Par un froid après-midi d'hiver, Joseph traversait en carrosse Hounslow Heath - aujourd'hui belle réserve naturelle des environs de Londres mais alors repaire notoire de bandits en tout genre. Sa voiture fut arrêtée par un brigand. En entendant crier «stand and deliver» (la bourse ou la vie), Manton passa la tête par la fenêtre et reconnut, pointé sur lui, un pistolet de sa propre fabrication. «Pourquoi, bon sang? s'écria-t-il indigné. Je suis Joe Manton et c'est un de mes pistolets que vous avez en main.
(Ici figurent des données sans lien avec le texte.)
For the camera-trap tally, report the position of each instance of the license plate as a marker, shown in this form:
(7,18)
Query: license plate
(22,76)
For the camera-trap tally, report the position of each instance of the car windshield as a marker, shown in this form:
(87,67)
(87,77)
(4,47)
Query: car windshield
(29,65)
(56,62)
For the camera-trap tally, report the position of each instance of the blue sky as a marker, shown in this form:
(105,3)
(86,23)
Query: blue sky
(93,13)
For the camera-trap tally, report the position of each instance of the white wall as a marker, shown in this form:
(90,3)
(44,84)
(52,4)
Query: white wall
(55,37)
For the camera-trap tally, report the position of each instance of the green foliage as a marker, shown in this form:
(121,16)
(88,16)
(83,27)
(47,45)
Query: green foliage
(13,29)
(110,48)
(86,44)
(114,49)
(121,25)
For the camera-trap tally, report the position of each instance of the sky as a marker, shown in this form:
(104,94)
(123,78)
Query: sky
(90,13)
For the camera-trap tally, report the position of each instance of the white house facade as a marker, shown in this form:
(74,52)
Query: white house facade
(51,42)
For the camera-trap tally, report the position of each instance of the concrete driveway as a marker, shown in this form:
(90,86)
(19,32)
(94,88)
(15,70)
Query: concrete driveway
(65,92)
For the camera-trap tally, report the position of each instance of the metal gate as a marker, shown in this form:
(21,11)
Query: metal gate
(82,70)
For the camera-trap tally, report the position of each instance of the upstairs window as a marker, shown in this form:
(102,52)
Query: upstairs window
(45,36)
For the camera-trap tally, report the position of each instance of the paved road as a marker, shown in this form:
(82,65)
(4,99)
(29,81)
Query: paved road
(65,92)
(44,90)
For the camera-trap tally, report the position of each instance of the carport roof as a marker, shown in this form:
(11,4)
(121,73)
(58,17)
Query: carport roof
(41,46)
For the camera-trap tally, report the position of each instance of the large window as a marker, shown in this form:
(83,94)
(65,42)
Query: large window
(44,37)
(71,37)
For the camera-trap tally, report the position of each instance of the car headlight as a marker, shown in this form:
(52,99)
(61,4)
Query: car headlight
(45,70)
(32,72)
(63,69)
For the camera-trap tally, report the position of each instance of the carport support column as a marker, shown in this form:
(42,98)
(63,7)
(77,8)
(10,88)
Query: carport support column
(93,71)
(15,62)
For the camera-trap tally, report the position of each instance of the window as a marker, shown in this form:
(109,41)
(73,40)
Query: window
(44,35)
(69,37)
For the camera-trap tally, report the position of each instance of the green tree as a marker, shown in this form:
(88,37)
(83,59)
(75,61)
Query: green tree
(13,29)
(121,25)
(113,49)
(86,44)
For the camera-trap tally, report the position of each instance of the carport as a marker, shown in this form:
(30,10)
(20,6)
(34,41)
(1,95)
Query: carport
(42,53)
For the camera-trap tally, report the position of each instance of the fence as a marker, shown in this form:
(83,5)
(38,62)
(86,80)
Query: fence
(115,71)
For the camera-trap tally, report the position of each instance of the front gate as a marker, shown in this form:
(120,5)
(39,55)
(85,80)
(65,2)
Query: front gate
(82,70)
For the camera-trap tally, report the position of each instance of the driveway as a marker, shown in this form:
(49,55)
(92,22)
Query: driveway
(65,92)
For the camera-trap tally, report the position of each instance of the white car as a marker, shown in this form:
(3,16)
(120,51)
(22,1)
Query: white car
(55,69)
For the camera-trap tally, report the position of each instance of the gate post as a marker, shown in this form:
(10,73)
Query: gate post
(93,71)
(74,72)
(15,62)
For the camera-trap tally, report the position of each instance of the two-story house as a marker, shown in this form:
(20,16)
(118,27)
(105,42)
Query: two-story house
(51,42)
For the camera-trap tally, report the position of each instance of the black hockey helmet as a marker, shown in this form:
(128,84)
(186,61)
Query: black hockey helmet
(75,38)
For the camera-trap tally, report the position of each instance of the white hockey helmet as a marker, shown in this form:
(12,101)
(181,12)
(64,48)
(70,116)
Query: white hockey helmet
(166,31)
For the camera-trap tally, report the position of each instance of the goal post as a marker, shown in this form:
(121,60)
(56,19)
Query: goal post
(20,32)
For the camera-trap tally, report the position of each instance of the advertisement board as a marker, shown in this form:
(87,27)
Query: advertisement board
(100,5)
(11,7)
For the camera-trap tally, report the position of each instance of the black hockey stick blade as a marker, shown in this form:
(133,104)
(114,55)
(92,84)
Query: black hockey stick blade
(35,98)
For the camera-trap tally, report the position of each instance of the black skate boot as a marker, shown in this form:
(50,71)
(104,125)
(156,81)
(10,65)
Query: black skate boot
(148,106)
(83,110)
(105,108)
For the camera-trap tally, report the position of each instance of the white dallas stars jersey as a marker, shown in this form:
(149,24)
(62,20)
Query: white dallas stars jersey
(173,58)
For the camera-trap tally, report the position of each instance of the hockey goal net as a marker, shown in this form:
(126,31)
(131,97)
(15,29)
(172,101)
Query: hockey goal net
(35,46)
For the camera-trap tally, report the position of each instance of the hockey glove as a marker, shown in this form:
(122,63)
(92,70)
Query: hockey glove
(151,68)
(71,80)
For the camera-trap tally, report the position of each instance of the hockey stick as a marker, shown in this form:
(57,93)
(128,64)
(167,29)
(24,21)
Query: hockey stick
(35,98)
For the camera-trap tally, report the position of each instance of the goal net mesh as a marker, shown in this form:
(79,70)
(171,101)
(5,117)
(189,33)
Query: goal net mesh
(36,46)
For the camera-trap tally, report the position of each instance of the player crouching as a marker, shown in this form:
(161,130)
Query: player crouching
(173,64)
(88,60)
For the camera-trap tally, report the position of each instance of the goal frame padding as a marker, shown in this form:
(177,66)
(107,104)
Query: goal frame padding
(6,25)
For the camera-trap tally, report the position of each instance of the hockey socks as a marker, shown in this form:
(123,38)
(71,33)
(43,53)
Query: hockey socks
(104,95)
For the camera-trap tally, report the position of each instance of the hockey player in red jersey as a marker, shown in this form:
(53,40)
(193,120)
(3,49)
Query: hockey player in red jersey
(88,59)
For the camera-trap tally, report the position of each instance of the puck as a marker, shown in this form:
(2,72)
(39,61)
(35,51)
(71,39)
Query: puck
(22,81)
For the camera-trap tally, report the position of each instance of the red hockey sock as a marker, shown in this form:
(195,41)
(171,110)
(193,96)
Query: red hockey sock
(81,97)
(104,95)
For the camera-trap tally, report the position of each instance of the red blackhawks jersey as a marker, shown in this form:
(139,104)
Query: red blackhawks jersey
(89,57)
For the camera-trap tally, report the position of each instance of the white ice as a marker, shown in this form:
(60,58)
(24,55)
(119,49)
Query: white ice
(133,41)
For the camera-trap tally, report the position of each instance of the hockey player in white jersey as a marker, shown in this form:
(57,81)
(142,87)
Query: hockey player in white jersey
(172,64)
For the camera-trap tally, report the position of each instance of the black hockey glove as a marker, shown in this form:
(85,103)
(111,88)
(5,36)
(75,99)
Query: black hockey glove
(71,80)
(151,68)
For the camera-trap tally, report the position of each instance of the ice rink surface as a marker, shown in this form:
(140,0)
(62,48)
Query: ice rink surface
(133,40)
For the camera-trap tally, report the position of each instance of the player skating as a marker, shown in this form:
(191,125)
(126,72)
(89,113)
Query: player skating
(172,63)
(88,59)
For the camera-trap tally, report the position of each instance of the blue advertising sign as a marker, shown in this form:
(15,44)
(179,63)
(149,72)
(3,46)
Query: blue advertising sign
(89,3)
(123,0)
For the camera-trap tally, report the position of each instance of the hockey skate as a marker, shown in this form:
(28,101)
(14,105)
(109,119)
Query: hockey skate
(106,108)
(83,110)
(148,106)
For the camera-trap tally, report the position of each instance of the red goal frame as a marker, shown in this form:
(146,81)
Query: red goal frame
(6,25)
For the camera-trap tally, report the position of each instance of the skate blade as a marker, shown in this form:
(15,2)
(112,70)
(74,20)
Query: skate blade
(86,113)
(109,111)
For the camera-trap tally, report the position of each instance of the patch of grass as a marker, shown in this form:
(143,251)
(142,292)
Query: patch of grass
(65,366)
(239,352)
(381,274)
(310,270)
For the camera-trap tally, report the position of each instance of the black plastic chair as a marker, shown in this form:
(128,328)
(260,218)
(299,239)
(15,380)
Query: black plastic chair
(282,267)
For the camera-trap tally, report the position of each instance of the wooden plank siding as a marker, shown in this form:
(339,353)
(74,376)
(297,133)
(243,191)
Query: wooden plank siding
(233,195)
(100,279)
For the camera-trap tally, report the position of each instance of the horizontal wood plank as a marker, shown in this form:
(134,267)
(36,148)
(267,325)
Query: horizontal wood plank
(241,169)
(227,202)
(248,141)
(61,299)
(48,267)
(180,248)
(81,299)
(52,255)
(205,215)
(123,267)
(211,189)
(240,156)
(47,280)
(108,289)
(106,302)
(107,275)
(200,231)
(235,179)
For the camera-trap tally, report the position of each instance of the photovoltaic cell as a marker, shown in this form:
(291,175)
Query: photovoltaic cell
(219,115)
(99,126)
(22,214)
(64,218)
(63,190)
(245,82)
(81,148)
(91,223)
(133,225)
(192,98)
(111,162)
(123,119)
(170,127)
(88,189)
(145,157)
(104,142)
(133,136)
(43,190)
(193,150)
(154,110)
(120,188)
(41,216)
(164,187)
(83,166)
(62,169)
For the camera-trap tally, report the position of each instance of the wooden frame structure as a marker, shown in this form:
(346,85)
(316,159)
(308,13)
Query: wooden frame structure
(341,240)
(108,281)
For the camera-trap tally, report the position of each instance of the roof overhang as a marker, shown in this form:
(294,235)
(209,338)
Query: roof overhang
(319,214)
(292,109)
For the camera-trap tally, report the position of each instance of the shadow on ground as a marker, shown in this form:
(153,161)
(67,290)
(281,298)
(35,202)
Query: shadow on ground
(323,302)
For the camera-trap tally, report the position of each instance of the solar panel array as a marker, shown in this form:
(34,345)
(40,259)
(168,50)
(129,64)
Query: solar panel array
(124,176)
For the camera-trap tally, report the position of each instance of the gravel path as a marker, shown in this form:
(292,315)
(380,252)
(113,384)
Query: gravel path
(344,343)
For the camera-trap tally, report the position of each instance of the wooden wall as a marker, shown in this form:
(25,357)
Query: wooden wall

Comment osez-vous me voler?» «Oh vous êtes Joe Manton, c'est vrai? rétorqua le brigand. Eh bien vous m'avez vous-même volé de dix guinées pour ce pistolet, mais je reconnais que c'est un sacré bon pistolet Maintenant je veux être quitte avec vous, donnez-moi dix guinées et je vous laisse partir. Parce que vous êtes Joe Manton, même si je sais que vous avez au moins cinquante livres sur vous!»
Joseph ravala sa fierté et s'acquitta promptement des dix guinées. Mais il ne pardonna jamais son voleur de lui avoir usurpé une de ses armes. Pour que pareil incident ne se reproduise plus, il fabriqua un pistolet double avec de longs canons de 60 cm qu'il appela le Highwayman's Master. Désormais, il l'emportait avec lui à chaque voyage. Des années plus tard, il fut de nouveau arrêté sur une route par un brigand.
Mais cette fois-ci, avant d'entendre «stand and deliver», il tira, et blessa mortellement le bandit.
Lequel, par un incroyable hasard, s'avéra être le même que celui qui lui avait volé ses dix guinées, et lui avait donné l'idée de concevoir son arme de défense!